Он сунул мне в руку пёстрый бисерный кисет.
- На-ка, вот тебе! Это хорошее рукоделье, это мне крестница вышила... Ну, прощай! Читай книги - это самое лучшее!
Взял меня под мышки, приподнял, поцеловал и крепко поставил на палубу пристани. Мне было жалко и его и себя; я едва не заревел, глядя, как он возвращается на пароход, расталкивая крючников, большой, тяжёлый, одинокий...
Сколько потом встретил я подобных ему добрых, одиноких, отломившихся от жизни людей!..
VII
Дед и бабушка снова переехали в город. Я пришёл к ним, настроенный сердито и воинственно, на сердце было тяжело, - за что меня сочли вором?
Бабушка встретила меня ласково и тотчас ушла ставить самовар; дед насмешливо, как всегда, спросил:
- Много ли золота накопил?
- Сколько есть - всё моё, - ответил я, садясь у окна. Торжественно вынул из кармана коробку папирос и важно закурил.
- Та-ак, - сказал дед, пристально всматриваясь в мои действия, - вот оно что. Чортово зелье куришь? Не рано ли?
- Мне вот даже кисет подарили, - похвастал я.
- Кисет! - завизжал дедушка. - Ты что, дразнишь меня?
Он бросился ко мне, вытянув тонкие, крепкие руки, сверкая зелёными глазами; я вскочил, ткнул ему головой в живот, - старик сел на пол и несколько тяжёлых секунд смотрел на меня, изумлённо мигая, открыв тёмный рот, потом спросил спокойно:
- Это ты меня толкнул, деда? Матери твоей родного отца?
- Довольно уж вы меня били, - пробормотал я, поняв, что сделал отвратительно.
Сухонький и лёгкий, дед встал с пола, сел рядом со мною, ловко вырвал папиросу у меня, бросил её за окно и сказал испуганным голосом:
- Дикая башка, понимаешь ли ты, что это тебе никогда богом не простится, во всю твою жизнь? Мать, - обратился он к бабушке, - ты гляди-ка, он меня ударил ведь? Он! Ударил. Спроси-ка его!
Она не стала спрашивать, а просто подошла ко мне и схватила за волосы, начала трепать, приговаривая.
- А за это - вот как его, вот как...
Было не больно, но нестерпимо обидно, и особенно обижал ехидный смех деда, - он подпрыгивал на стуле, хлопая себя ладонями по коленям, и каркал сквозь смех:
- Та-ак, та-ак...
Я вырвался, выскочил в сени, лёг там в углу, подавленный, опустошённый, слушая, как гудит самовар.
Подошла бабушка, наклонилась надо мной и чуть слышно шепнула:
- Ты меня прости, ведь я не больно потрепала тебя, я ведь нарочно! Иначе нельзя, - дедушка-то старик, его надо уважить, у него тоже косточки наломаны, ведь он тоже горя хлебнул полным сердцем, - обижать его не надо. Ты не маленький, ты поймешь это... Надо понимать, Олёша! Он - тот же ребёнок, не боле того...

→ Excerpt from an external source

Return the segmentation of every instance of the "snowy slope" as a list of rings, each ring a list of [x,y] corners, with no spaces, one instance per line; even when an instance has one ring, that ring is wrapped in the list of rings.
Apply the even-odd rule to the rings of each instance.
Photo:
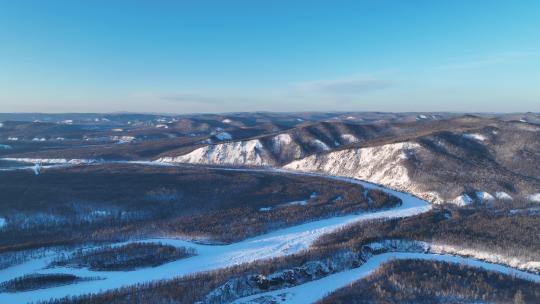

Слова её омывали меня, точно горячей водой, от этого дружеского шопота становилось и стыдно и легко, я крепко обнял её, мы поцеловались.
- Иди к нему, иди, ничего! Только не кури при нём сразу-то, дай привыкнуть...
Я вошёл в комнату, взглянул на деда и едва удержался от смеха - он действительно был доволен, как ребёнок, весь сиял, сучил ногами и колотил лапками в рыжей шерсти по столу.
- Что, козёл? Опять бодаться пришёл? Ах ты, разбойник! Весь в отца! Фармазон, вошёл в дом - не перекрестился, сейчас табак курить, ах ты, Бонапарт, цена-копейка!
Я молчал. Он истёк словами и тоже замолчал устало, но за чаем начал поучать меня:
- Страх перед богом человеку нужен, как узда коню. Нет у нас друга, кроме господа! Человек человеку - лютый враг!
Что люди - враги, в этом я чувствовал какую-то правду, а всё остальное не трогало меня.
- Теперь опять иди к тётке Матрёне, а весной - на пароход. Зиму-то проживи у них. А не сказывай, что весной уйдёшь от них...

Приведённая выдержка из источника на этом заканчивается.